Ayrıca, Ağustos ayında yeni bir proje hakkında bilgi vardı - sesli PDF. PDF'nin özelliklerini ve sesli asistanların işlevselliğini birleştirecek: Alexa, Google Home ve Siri. Şimdiye kadar sadece bir prototip hazır, ancak geliştiriciler yakın gelecekte çalışan bir sürüm yayınlamaya söz veriyor.
Adobe yeni yönergeleri takip ediyor ve formatı daha etkileşimli hale getirmeyi, örneğin artırılmış gerçeklik işlevselliği eklemeyi amaçlıyor. Nasıl görüneceği henüz belli değil, ancak geliştiriciler, PDF ekosisteminin önümüzdeki yıllarda yeni bir kullanıcı deneyimi seviyesine ulaşacağına söz veriyor.

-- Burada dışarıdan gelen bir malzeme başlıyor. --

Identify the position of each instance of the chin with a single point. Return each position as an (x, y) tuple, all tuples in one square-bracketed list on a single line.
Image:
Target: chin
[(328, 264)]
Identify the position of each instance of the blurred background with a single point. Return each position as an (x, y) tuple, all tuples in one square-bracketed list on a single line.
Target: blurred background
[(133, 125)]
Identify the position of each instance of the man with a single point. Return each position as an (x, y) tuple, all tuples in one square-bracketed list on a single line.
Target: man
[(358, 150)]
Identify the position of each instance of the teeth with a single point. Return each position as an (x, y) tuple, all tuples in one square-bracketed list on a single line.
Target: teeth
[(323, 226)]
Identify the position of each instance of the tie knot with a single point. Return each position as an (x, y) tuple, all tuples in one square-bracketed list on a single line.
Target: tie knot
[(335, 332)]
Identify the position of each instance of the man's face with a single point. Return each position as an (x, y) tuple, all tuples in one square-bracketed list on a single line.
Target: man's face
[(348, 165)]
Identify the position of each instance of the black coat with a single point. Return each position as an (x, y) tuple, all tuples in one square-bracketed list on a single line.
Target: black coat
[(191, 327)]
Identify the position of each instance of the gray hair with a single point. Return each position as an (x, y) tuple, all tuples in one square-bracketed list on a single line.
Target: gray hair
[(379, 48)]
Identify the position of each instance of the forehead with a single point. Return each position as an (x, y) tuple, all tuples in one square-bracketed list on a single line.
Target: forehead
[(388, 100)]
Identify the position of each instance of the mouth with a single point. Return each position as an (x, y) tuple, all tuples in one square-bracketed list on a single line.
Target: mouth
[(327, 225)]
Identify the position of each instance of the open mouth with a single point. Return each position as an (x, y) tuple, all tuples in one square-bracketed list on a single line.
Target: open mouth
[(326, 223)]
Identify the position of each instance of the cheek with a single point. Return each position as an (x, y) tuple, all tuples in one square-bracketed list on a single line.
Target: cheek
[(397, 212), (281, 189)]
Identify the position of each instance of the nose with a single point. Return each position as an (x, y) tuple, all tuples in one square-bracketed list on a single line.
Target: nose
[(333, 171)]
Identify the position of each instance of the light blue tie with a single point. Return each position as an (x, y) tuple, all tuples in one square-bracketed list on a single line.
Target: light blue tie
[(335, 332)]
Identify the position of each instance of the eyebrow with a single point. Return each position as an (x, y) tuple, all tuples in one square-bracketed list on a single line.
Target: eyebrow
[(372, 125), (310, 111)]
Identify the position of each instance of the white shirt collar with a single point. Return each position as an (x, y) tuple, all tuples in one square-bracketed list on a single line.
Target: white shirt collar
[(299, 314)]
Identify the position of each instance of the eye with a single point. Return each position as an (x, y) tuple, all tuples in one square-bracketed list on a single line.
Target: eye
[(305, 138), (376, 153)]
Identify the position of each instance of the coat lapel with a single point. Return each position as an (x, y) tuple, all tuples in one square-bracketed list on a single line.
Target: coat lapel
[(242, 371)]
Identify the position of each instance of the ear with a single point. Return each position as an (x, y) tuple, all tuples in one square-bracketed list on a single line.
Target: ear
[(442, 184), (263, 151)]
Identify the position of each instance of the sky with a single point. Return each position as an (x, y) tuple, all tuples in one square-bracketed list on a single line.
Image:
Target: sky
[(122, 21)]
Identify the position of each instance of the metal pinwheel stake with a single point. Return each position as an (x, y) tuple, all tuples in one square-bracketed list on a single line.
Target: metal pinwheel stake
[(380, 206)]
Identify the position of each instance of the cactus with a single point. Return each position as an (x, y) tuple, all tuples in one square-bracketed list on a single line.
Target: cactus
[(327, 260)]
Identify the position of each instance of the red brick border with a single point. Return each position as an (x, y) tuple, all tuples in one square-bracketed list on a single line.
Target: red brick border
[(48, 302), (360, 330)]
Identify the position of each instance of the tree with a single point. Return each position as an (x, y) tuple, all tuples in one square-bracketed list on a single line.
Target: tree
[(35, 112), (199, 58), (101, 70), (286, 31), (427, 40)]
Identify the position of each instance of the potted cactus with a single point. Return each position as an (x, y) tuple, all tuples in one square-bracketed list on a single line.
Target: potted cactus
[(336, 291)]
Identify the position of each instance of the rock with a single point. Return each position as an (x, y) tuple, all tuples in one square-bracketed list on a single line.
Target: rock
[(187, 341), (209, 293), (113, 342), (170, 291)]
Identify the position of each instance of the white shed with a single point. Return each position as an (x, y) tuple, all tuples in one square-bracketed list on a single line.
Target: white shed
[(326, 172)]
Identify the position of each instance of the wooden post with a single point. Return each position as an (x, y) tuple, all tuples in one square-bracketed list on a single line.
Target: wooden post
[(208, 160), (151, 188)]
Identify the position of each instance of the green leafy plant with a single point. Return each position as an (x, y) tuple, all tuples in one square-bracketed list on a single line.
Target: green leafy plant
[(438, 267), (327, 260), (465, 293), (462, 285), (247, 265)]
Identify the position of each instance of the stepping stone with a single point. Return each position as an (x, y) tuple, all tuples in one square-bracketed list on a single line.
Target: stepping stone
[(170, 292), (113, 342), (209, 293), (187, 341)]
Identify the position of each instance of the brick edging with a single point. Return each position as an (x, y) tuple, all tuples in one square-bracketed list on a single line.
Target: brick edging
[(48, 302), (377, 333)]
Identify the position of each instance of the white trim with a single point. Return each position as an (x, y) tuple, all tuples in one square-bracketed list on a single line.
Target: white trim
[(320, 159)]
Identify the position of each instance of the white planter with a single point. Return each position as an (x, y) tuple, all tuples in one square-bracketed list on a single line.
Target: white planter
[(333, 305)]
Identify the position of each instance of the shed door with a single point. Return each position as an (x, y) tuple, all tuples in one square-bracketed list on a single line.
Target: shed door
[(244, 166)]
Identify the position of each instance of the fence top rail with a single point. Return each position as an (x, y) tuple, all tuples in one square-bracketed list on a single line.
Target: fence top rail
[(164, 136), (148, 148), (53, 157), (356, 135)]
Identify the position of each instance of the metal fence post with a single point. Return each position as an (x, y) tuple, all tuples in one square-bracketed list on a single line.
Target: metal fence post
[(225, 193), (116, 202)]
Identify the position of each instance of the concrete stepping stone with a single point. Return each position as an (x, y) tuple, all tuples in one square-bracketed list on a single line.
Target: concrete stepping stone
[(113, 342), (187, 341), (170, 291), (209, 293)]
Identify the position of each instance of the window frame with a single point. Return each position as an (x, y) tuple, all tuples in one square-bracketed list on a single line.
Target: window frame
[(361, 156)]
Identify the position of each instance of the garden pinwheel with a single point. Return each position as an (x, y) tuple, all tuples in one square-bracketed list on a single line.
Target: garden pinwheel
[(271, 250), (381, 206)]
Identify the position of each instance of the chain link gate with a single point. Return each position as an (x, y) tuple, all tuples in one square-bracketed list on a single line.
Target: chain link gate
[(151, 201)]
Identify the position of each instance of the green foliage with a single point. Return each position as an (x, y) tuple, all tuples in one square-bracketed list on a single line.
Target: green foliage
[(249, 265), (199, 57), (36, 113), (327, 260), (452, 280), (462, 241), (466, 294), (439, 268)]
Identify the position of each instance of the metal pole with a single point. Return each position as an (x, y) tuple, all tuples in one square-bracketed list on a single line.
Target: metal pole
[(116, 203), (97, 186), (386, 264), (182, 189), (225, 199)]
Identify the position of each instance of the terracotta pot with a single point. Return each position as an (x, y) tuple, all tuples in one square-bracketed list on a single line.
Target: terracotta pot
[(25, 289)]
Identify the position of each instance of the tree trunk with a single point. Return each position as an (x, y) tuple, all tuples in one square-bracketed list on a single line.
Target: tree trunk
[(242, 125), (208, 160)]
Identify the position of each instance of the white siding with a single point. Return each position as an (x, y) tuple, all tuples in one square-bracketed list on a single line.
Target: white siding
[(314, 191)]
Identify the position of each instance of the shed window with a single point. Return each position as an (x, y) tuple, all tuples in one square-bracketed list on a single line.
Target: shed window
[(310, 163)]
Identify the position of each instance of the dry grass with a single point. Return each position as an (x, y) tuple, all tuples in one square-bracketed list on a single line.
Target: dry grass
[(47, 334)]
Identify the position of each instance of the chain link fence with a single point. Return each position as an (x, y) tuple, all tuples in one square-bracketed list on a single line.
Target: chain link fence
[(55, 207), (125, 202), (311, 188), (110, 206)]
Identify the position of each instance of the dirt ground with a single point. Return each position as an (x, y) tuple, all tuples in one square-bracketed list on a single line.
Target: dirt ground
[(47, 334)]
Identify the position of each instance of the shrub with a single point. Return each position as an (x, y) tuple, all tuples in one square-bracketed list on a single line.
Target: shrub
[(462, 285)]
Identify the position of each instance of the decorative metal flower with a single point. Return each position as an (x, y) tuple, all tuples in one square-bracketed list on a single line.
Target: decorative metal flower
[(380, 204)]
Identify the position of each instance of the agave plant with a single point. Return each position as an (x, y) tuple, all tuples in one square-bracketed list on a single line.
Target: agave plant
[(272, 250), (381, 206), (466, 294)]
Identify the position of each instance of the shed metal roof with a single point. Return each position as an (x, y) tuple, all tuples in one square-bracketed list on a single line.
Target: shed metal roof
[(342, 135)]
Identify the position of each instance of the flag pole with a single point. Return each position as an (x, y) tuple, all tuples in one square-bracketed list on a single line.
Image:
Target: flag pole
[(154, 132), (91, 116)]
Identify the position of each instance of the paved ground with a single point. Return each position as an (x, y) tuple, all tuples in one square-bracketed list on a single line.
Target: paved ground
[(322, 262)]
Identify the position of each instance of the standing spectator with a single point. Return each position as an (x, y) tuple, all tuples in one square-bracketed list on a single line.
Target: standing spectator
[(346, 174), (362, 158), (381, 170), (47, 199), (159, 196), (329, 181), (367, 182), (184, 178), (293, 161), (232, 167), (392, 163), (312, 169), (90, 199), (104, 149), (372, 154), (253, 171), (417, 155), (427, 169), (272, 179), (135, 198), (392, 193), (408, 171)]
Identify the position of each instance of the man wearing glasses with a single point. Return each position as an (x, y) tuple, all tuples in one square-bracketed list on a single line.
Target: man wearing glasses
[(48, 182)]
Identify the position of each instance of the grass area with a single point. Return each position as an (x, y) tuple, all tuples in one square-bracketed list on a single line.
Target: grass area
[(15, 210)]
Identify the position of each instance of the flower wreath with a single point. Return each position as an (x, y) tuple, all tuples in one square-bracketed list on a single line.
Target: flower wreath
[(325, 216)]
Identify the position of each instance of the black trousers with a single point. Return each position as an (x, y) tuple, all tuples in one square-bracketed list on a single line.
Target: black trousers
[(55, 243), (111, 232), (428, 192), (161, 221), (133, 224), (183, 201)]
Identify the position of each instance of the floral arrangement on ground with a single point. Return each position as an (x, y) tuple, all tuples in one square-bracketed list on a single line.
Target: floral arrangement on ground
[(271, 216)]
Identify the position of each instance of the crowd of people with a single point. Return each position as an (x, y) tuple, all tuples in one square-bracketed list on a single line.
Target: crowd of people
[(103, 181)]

PDF formatının değişmezliği, avantajı olmasına rağmen, aynı zamanda büyük bir dezavantaj olarak ortaya çıkıyor. Bu tür dosyaların (özellikle büyük diyagramlar ve grafikler, notalar, geniş formatlı belgeler) küçük ekranlı cihazlarda - akıllı telefonlarda veya kompakt elektronik okuyucularda - okunması zordur. Sayfa cihaz ekranına sığmıyor veya metin çok küçük görünüyor. Ancak Türk Saplantısı - Yeniçağ Avrupa’sında Korku, Nefret ve Sevgi kitabını PDF formatında herhangi bir cihazda okumanız sorun olmayacaktır.
yazar | Giovanni Ricci |
---|
1 Ocak 2020 1 Ocak 2017 CAROUSEL CALENDARS 20 x 20 x 20 cm 1 Ocak 2019 1 Eylül 2020 Derform 15,2 x 0,7 x 22,9 cm Kolektif 1 Ekim 2020 17,8 x 0,6 x 25,4 cm 15,2 x 0,6 x 22,9 cm 1 Ocak 2018 J Saosa 1 x 13,5 x 19,5 cm Kollektif Collectif 1 x 13,5 x 21 cm
okumak okumak kayıt olmadan
yazar Türk Saplantısı - Yeniçağ Avrupa’sında Korku, Nefret ve Sevgi | Giovanni Ricci Kemal Atakay Halil İbrahim Binici |
---|
Batı Avrupa kültüründe “Türkler”, birkaç yüzyıl boyunca toplumun her kesiminde başlıca tutku, yazı ve sohbet konularından biri olmuşlardı. Ne var ki, terimler üzerinde anlaşmak gerekir; çünkü eskiden “Türkler” sözünün bugünkünden daha geniş bir anlamı vardı. Bu söz, sadece dar anlamıyla Osmanlı padişahının tebaasını değil, neredeyse bütün Müslümanları kapsıyordu. O kadar ki, çeşitli Avrupa dillerinde “Türkleşmek” deyimi aslında Müslüman olmak, İslam dinine geçmek anlamına geliyordu. Gene de, imparatorluklarının büyük gücü nedeniyle daha çok Osmanlı Türkleri düşünülüyordu. İtalyan Rönesansı’nın büyük entelektüellerinden Niccolò Machiavelli, 1521’de, aylak takımının kahvelerde, “gelmek üzere olan Türk”ten, “bu dönemde Haçlı Seferi düzenlemenin yerinde olup olmayacağı”ndan ve “benzeri saçmalıklar”dan söz ederek vakit geçirdiklerini belirtiyordu. Demek ki, Machiavelli gibi dâhilerin alay ettikleri bir saplantı söz konusuydu; ama hiç kuşku yok ki, bir saplantıydı bu. Giovanni Ricci’nin tespit ettiği bu saplantı, 15.-18. yüzyıllarda meydana gelmiş bir dizi olay aracılığıyla inceleniyor. Hristiyan Avrupa’nın herhangi bir şehrinde Türk-Müslüman dünyasından gelen hangi gerçek kişilere rastlanabiliyordu? Balkanlar’ın veya Akdeniz’in sınır bölgeleri gibi veya küresel stratejinin belirlendiği büyük başkentler gibi doğrudan temaslara açık olmayan bir şehirde gerçek kişilerin yanı sıra, Müslüman dünyaya karşı hangi zihinsel hayaletler dolaşıyordu, nasıl bir korku ve nefret, hangi umutlar ve ne tür sevgiler vardı? Kemal Atakay’ın İtalyanca aslından çevirdiği Türk Saplantısı, okurları İstanbul’dan Viyana’ya, Buda’dan Arnavutluk’a, Mora’dan İtalyan şehirlerine, Trablusgarp’tan Cezayir’e geniş bir coğrafyada gerçekleşen kültürel etkileşimleri anlamaya davet ediyor. Ürünün baskısı görseldeki ile farklılık gösterebilir.